As of 2026, the current administration is:
- Town King (Mekko): Brent Smith
- Warrior: Timmy Cheek
- Secretary: Tara Been
- Treasurer: Leyahna Hicks
- Warrior: Cole Trickey
- Advisor: David Haney
- Advisor: Timothy Wolf
- Advisor: McCoy Joslin
- Advisor: Tawnya Boyles
- Advisor: Bryan McGertt

The tribal jurisdictional area of Thlopthlocco is within Creek, Hughes, Mayes, McIntosh, Muskogee, Okfuskee, Okmulgee, Rogers, Seminole, Tulsa, and Wagoner Counties. The tribe maintains a close relationship with the Muscogee (Creek) Nation and falls under the jurisdiction of their tribal courts.

===Citizenship===
Citizens of the Thlopthlocco Tribal Town must be of matrilineal descent from a base enrollee of either the 1890 Creek Census Roll or the 1895 Creek Payroll. If an individual's mother is not of Muscogee descent, their father must be a citizen of the Town.

==Economic development==
Thlopthlocco operates its own tribal housing program, smoke shop, and the Golden Pony Casino, located in Okemah.
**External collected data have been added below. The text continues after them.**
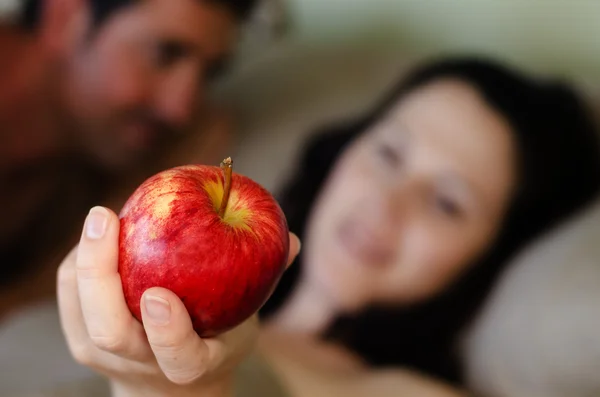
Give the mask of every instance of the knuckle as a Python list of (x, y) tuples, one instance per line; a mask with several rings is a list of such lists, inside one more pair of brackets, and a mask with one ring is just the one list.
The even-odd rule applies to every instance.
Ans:
[(177, 362), (181, 357), (190, 354), (190, 347), (175, 341), (161, 341), (160, 344), (150, 343), (157, 359), (165, 362)]
[(92, 343), (100, 350), (110, 353), (119, 354), (127, 349), (127, 341), (121, 335), (100, 336), (90, 335)]
[(93, 366), (94, 364), (94, 349), (89, 343), (77, 343), (70, 346), (71, 355), (73, 359), (86, 367)]
[(179, 386), (187, 386), (200, 379), (206, 372), (204, 367), (178, 368), (165, 370), (165, 376), (172, 383)]
[(102, 272), (97, 267), (82, 267), (78, 264), (76, 276), (81, 280), (95, 280), (102, 276)]
[(195, 333), (150, 342), (154, 356), (169, 381), (188, 385), (210, 372), (208, 351)]
[(194, 344), (197, 335), (190, 329), (185, 334), (180, 332), (150, 333), (148, 337), (153, 348), (178, 353), (189, 349), (190, 345)]
[(182, 345), (181, 341), (175, 340), (173, 338), (153, 338), (153, 340), (150, 341), (150, 345), (154, 349), (161, 351), (180, 351), (184, 349), (184, 346)]
[(75, 280), (76, 280), (75, 269), (63, 264), (58, 268), (58, 271), (56, 273), (56, 278), (57, 278), (59, 287), (71, 286), (75, 283)]

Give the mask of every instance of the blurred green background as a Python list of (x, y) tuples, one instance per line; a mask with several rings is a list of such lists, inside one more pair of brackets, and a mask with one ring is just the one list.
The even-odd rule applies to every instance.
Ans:
[(283, 0), (288, 34), (407, 56), (477, 51), (517, 65), (600, 78), (598, 0)]

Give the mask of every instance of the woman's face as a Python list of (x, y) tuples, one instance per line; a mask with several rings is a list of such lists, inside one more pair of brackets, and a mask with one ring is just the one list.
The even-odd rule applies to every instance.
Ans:
[(515, 154), (467, 83), (414, 90), (337, 161), (309, 219), (308, 280), (344, 310), (432, 297), (491, 244)]

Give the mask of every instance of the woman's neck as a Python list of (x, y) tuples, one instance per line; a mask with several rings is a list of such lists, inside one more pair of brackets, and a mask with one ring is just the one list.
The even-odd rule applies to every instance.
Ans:
[(266, 325), (278, 331), (316, 335), (324, 332), (336, 315), (331, 298), (301, 277), (288, 301)]

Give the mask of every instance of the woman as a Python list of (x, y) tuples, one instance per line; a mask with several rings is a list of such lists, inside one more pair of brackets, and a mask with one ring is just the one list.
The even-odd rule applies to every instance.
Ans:
[(493, 62), (417, 68), (309, 145), (280, 197), (304, 246), (267, 329), (461, 384), (455, 342), (507, 260), (598, 192), (590, 120), (568, 87)]
[[(568, 88), (477, 59), (417, 68), (318, 136), (284, 190), (304, 246), (260, 353), (293, 396), (456, 395), (429, 377), (461, 384), (458, 334), (507, 259), (596, 195), (599, 162)], [(122, 367), (103, 369), (123, 382)]]

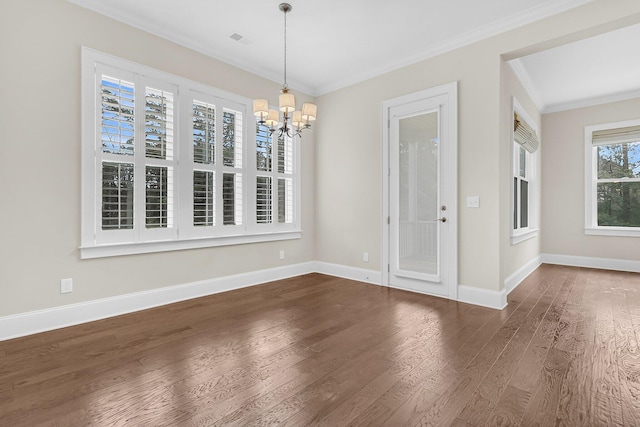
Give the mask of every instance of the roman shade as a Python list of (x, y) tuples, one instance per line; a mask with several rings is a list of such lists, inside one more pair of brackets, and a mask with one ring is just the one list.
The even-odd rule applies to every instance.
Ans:
[(536, 132), (517, 113), (513, 113), (513, 138), (530, 153), (540, 146)]
[(640, 142), (640, 126), (596, 130), (591, 141), (594, 146)]

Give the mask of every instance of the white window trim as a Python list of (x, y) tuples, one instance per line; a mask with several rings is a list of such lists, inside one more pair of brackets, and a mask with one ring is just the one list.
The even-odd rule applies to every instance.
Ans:
[[(87, 47), (82, 47), (81, 54), (81, 111), (82, 111), (82, 183), (81, 183), (81, 244), (80, 258), (99, 258), (108, 256), (131, 255), (141, 253), (153, 253), (182, 249), (194, 249), (204, 247), (226, 246), (256, 242), (268, 242), (277, 240), (299, 239), (302, 237), (301, 229), (301, 200), (300, 200), (300, 153), (299, 138), (294, 138), (293, 145), (293, 222), (290, 224), (254, 224), (255, 223), (255, 117), (251, 113), (252, 100), (230, 92), (206, 86), (179, 76), (175, 76), (160, 70), (140, 65), (125, 59), (117, 58)], [(175, 166), (174, 194), (175, 211), (174, 221), (177, 223), (175, 231), (166, 233), (165, 237), (157, 236), (154, 240), (123, 241), (112, 243), (96, 243), (96, 232), (100, 227), (100, 212), (98, 198), (101, 194), (98, 182), (98, 144), (96, 135), (99, 133), (96, 109), (96, 67), (104, 64), (107, 67), (117, 68), (129, 73), (144, 75), (150, 79), (158, 79), (162, 82), (170, 82), (175, 85)], [(138, 88), (136, 88), (138, 90)], [(236, 104), (242, 108), (243, 128), (242, 133), (242, 168), (243, 174), (243, 215), (241, 226), (228, 226), (221, 231), (219, 228), (209, 235), (189, 232), (188, 224), (192, 222), (193, 189), (188, 188), (189, 175), (193, 175), (190, 162), (181, 162), (180, 156), (189, 155), (186, 147), (192, 145), (189, 133), (190, 126), (186, 123), (185, 116), (189, 115), (191, 121), (191, 108), (187, 99), (193, 93), (205, 94), (207, 99), (217, 98), (226, 100), (229, 104)], [(206, 101), (206, 99), (204, 99)], [(187, 108), (186, 108), (187, 107)], [(182, 123), (182, 126), (181, 126)], [(185, 139), (186, 138), (186, 139)], [(181, 153), (182, 151), (182, 153)], [(192, 155), (192, 154), (191, 154)], [(182, 164), (181, 164), (182, 163)], [(185, 194), (185, 190), (187, 193)], [(135, 194), (135, 193), (134, 193)], [(191, 208), (189, 204), (191, 203)], [(191, 214), (190, 214), (191, 212)], [(136, 213), (135, 215), (140, 215)], [(218, 218), (222, 223), (222, 217)], [(127, 230), (128, 231), (128, 230)], [(144, 231), (144, 230), (143, 230)], [(164, 231), (164, 230), (162, 230)], [(135, 233), (129, 233), (135, 234)]]
[[(515, 205), (515, 200), (513, 199), (514, 186), (513, 186), (513, 178), (516, 173), (516, 168), (518, 164), (516, 162), (516, 148), (519, 148), (520, 145), (515, 141), (514, 130), (513, 130), (513, 115), (518, 114), (533, 130), (536, 131), (537, 135), (540, 135), (540, 128), (538, 124), (529, 116), (526, 110), (522, 107), (522, 105), (518, 102), (515, 97), (511, 97), (511, 115), (510, 115), (510, 138), (511, 138), (511, 174), (510, 174), (510, 209), (513, 209)], [(513, 212), (509, 216), (509, 229), (510, 231), (510, 240), (511, 245), (517, 245), (518, 243), (524, 242), (529, 239), (533, 239), (538, 235), (539, 228), (538, 225), (538, 203), (537, 203), (537, 192), (538, 192), (538, 176), (537, 176), (537, 167), (538, 167), (538, 152), (529, 153), (529, 226), (519, 229), (513, 228)]]
[(584, 234), (592, 236), (640, 237), (640, 227), (611, 227), (598, 225), (596, 150), (593, 146), (595, 131), (640, 126), (640, 119), (602, 123), (584, 128)]
[(294, 240), (302, 237), (302, 231), (268, 232), (211, 238), (194, 238), (159, 242), (122, 243), (81, 247), (81, 259), (104, 258), (121, 255), (148, 254), (155, 252), (180, 251), (217, 246), (242, 245), (247, 243)]

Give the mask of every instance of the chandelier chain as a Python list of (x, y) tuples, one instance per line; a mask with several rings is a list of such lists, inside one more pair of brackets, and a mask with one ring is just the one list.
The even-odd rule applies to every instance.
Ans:
[(284, 88), (287, 88), (287, 11), (284, 12)]

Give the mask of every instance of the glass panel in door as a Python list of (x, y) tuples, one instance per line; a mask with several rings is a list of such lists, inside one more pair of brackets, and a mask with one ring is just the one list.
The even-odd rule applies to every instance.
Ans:
[(438, 111), (399, 120), (398, 270), (439, 274)]

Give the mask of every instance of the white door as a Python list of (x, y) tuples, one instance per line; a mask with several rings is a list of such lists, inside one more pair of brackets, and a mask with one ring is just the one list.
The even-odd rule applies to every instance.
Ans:
[(386, 283), (457, 298), (456, 86), (385, 102)]

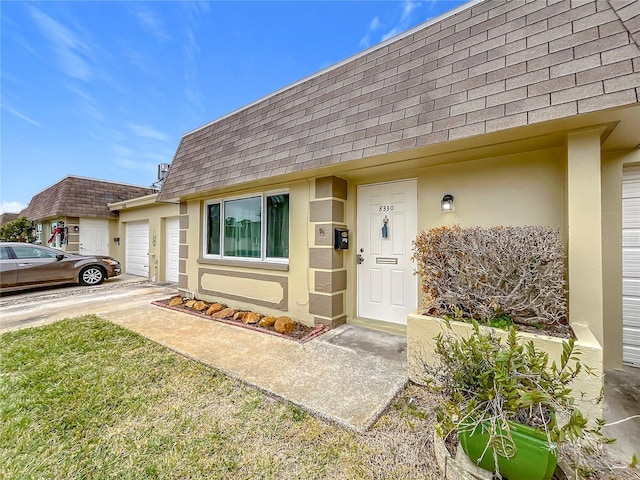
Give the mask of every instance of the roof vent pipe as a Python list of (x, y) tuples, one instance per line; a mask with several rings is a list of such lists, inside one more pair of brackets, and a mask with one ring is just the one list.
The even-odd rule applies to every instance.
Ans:
[(165, 177), (169, 173), (169, 164), (168, 163), (160, 163), (158, 164), (158, 181), (162, 182)]

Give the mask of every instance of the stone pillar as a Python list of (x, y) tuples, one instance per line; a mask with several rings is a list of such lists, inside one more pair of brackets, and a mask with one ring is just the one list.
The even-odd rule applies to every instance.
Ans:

The tribe's economic impact for 2011 was $12,500,000.

In August 2012, the National Indian Gaming Commission notified the Thlopthlocco Tribal Town that it was in violation of the Indian Gaming Regulatory Act for allowing two Atlanta, Georgia companies to operate the Golden Pony Casino for several years without a contract. The companies named were Titan Network LLC and Mercury Gaming Group LLC. The violations occurred from September 2005 through December 2010.